The Project is structured in three Phases. Phase 1 consists of reviewing and analysing existing literature, theories, and data to comprehend and ascertain the livelihood capacities, assets, and opportunities that individuals face in Lebanon. This review included an in-depth analysis of labour laws, academic literature and relevant data collected from various sources. In addition to that, extensive focus groups have been conducted in the two fieldwork sites (August-October 2020) with representative participants to acquire more in-depth knowledge and qualitative information regarding employment challenges and opportunities.

 

The main part of the project, Phase 2, included the simultaneous design, implementation, and analysis of two Discrete Choice Experiments (DCEs) on employers and workers. The DCE was carefully designed to reflect through its attributes and choice sets the characteristics, challenges, and opportunities of the labour markets in the Lebanese context. The DCE was conducted by the team and citizen scientists (CS) in Spring 2021 in neighbourhoods of two major cities in Lebanon, Ras Beirut (Beirut) and Mina (Tripoli). More than 2.000 surveys were collected for both experiments and their analyses will shed light on citizens’ and employers’ willingness to pay for formal labour arrangements. Preliminary results show that the severe financial and social crisis that Lebanon is facing since 2019, has made both groups very inelastic towards formality, significantly raising the proportion of individuals in informal and atypical labour.
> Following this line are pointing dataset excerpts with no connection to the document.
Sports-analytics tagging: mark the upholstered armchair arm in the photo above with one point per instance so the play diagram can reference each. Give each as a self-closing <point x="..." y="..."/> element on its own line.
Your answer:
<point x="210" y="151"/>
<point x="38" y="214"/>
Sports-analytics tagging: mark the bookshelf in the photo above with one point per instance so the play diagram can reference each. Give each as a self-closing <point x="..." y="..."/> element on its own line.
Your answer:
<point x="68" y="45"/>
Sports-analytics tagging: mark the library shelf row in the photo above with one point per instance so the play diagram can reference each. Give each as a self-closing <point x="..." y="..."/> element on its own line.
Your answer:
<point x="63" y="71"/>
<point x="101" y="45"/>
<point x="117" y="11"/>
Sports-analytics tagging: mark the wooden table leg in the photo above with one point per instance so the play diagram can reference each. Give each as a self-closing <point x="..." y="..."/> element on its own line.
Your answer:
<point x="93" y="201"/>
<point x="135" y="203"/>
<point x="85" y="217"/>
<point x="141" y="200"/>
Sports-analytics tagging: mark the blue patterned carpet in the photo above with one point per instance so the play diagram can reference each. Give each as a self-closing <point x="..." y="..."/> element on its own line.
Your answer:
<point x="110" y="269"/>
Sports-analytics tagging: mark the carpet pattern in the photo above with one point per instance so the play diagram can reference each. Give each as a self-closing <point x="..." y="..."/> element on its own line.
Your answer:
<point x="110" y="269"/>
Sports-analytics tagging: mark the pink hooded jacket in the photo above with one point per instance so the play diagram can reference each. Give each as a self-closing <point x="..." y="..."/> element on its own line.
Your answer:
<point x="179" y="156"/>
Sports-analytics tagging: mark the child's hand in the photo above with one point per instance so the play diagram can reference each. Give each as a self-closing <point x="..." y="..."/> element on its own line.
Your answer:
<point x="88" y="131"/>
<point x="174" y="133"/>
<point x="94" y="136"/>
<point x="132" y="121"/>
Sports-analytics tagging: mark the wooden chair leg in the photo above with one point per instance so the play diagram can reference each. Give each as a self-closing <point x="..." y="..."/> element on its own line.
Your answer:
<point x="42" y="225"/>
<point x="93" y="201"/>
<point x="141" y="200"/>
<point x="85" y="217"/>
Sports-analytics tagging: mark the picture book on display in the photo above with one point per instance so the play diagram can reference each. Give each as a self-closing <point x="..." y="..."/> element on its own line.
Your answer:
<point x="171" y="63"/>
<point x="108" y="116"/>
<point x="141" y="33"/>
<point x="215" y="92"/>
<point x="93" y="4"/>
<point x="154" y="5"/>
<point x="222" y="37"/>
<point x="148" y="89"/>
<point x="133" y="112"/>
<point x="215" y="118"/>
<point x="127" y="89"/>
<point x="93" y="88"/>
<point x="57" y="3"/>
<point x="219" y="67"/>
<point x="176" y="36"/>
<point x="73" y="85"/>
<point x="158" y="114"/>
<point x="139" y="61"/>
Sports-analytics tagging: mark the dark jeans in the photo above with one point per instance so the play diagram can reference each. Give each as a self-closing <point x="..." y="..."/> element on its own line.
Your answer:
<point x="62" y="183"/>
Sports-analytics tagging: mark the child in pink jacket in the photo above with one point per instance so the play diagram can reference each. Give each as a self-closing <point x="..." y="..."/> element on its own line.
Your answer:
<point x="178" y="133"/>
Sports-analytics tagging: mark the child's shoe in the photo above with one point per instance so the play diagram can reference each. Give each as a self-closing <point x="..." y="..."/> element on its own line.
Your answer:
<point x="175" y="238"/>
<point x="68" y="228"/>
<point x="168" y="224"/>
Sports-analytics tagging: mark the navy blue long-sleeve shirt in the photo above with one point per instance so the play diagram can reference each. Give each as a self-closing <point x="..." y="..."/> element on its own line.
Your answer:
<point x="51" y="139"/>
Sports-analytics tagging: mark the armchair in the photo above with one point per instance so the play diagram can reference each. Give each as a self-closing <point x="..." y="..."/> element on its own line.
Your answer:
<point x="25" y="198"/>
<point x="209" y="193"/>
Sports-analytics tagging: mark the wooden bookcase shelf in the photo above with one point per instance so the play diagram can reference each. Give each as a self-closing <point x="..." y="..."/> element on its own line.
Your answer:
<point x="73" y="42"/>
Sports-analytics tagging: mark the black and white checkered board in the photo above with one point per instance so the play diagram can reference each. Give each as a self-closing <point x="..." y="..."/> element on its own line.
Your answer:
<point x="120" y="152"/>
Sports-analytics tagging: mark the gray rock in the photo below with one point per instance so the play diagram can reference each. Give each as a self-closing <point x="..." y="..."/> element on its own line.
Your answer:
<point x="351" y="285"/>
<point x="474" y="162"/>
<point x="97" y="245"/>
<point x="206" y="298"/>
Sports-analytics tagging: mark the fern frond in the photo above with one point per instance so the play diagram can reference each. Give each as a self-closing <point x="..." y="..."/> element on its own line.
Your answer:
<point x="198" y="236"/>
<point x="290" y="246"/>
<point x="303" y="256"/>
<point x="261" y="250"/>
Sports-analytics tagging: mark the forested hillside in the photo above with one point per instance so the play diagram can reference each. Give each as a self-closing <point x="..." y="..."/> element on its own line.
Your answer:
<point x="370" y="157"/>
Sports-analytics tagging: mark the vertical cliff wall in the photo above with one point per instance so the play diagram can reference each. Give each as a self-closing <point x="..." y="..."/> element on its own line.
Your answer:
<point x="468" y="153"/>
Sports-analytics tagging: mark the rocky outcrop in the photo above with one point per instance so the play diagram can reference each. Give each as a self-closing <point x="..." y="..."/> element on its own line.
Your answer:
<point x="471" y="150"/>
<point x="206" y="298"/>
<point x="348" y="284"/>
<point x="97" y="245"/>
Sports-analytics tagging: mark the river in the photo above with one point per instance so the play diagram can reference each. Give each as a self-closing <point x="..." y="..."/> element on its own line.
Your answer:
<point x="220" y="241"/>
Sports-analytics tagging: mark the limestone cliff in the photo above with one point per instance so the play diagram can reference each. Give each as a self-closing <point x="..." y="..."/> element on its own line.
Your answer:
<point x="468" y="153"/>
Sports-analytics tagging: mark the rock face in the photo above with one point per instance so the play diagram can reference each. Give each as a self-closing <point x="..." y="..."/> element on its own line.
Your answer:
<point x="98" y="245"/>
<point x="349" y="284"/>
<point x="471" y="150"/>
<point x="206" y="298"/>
One of the main innovations of this project is that the mapping and modelling of individuals’ employment choices is not solely limited to the previous two Phases but also dynamically enhanced by Phase 3 the development of an agent-based model (ABM) that builds on the revealed preferences of the DCE and existing data. The model aims to simulate the formal/informal aspect of job markets in the Lebanese context and test interventions/policies aimed at improving workers economic situation (through scenarios/sensitivity analysis). More precisely, the ABM model will build and expand on the DCE in order to map interrelations of different outcomes- including feedbacks between agents, markets - choices are not only at the individual level. For example, choices that are constrained because one market is flooded driving individuals and businesses to change preferences between formality and informality.